Dans un jeu d’enchâssement propre à Notre Club, l’auteur nous apparaît aussi derrière cet Horizon diégétique, ne serait-ce que dans la profession de « valeurs universelles de l’ancien temps, où l’on accueille avec bonheur un étranger pour ce qu’il apporte, des nouvelles, une présence, quelqu’un avec qui parler ». Ce n’est donc pas une aventure solitaire qui nous est proposée, mais le récit intimiste d’une relation filiale revisitée et déclinée à travers trois figures féminines : Catherine, l’étudiante, puis Theresa, la fille d’un couple de rancheros, enfin Lucie la paire quantique de Martin.
On ne peut pas non plus ignorer certaines ressemblances avec la condition d’écrivain dans le parcours du personnage principal : « au prix d’un travail intense, il m’est arrivé de démontrer une conjecture, publiée dans une revue confidentielle. Consentir à ma propre condition, m’y consacrer et découvrir (…) qu’on touche du doigt le vertige, et que cette découverte illumine un chemin jusque-là bien obscur(4). » De même un peu plus loin, en ce qui concerne son travail, « à l’opposé de ce que vous appelleriez ‘mon travail’, qui est une routine d’une sympathique répétitivité. À l’inverse, il s’agit de soirée où je me passe de sortie, où je m’assieds à mon bureau face au papier peint et que j’accepte l’angoisse qui m’étreint assez pour ne rien pouvoir. Le travail, pour le dire en un mot, c’est ce qui sans que je n’aie rien fait pour ça, me travaille jusqu’à ce que je décide de consacrer le temps nécessaire à cette quête sans nom ».
Que l’écrivain ou aspirant écrivain qui vient de lire ces lignes sans avoir crié AMEN à leur terme aille se faire voir chez ChatGPTruc !
📝NOTES
(1) C’est l’une des rares faiblesses du texte, avec la caractéristique de Lucie, dont les personnages constatent qu’elle est gauchère sans qu’un élément factuel le prouve (elle n’est pas en train d’écrire ou de jouer de la guitare au moment de la rencontre). De même, sans que cela n’altère le plaisir de la lecture, quelques coquilles et tournures auraient pu être identifiées au moment du travail éditorial.
(2) Notamment l’hôtel où Martin effectue sa convalescence avec ses desserts renommés : ce pourrait être le Grand Hôtel au bord de la chute d’eau, servant les fameuses cherry pies du Double R !

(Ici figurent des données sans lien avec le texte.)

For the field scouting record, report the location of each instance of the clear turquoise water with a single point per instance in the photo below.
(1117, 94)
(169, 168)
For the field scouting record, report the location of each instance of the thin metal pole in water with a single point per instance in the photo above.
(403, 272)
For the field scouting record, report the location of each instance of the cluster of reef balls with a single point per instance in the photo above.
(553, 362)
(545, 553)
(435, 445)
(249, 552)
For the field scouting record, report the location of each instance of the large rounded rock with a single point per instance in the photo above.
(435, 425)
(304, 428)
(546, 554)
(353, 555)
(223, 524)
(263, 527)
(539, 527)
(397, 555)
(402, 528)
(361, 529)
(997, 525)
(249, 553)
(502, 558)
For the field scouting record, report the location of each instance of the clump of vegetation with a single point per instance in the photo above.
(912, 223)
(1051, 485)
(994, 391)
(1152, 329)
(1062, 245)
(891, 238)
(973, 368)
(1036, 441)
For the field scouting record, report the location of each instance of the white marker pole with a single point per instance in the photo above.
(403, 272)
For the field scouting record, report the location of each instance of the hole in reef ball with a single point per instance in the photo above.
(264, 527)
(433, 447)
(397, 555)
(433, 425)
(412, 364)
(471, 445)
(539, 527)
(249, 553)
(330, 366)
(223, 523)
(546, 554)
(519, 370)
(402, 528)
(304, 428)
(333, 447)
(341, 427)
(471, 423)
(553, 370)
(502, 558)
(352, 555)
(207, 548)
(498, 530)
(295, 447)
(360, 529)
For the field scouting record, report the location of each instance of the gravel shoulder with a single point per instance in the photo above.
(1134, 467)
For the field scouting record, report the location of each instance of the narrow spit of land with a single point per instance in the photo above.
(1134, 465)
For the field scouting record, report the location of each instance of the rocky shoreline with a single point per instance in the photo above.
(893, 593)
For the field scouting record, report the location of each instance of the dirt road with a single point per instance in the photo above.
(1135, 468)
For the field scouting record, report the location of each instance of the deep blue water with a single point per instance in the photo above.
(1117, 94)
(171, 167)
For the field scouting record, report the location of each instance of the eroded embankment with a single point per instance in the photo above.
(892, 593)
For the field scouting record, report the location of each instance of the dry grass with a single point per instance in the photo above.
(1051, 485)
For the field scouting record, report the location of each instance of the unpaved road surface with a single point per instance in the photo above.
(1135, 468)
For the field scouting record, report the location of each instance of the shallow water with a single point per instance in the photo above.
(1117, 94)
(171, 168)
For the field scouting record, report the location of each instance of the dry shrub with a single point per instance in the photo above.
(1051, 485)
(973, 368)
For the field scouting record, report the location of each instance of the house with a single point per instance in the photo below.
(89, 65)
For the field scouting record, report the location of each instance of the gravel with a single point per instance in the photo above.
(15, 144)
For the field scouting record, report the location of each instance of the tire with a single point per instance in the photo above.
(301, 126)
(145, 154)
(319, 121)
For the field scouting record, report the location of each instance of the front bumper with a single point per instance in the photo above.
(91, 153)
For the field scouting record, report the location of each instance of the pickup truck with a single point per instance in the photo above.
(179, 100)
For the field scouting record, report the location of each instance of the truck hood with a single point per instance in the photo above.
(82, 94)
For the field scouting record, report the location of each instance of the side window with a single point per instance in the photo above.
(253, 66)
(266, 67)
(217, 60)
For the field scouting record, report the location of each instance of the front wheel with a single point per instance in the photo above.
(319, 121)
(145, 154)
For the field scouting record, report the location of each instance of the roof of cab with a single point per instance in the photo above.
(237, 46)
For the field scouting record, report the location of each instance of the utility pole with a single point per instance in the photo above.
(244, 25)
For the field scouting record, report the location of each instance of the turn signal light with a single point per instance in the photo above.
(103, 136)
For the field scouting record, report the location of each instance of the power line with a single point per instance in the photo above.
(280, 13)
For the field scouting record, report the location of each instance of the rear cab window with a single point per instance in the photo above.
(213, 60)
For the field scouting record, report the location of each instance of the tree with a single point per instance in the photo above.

(3) On reconnaîtra Natacha Triou et La Science CQFD : « il m’est arrivé d’être invité sur une radio culturelle pour l’évoquer avec une brune piquante, férue de jeux de mots… »
(4) Pour le processus créatif, j’ajoute ce passage : « la création est un fleuve, et nos erreurs sont les courants qui l’animent », assez métaphysique pour convoquer l’atomisme d’Épicure, mais aussi le clinamen de Lucrèce repris par Jarry dans sa Pataphysique.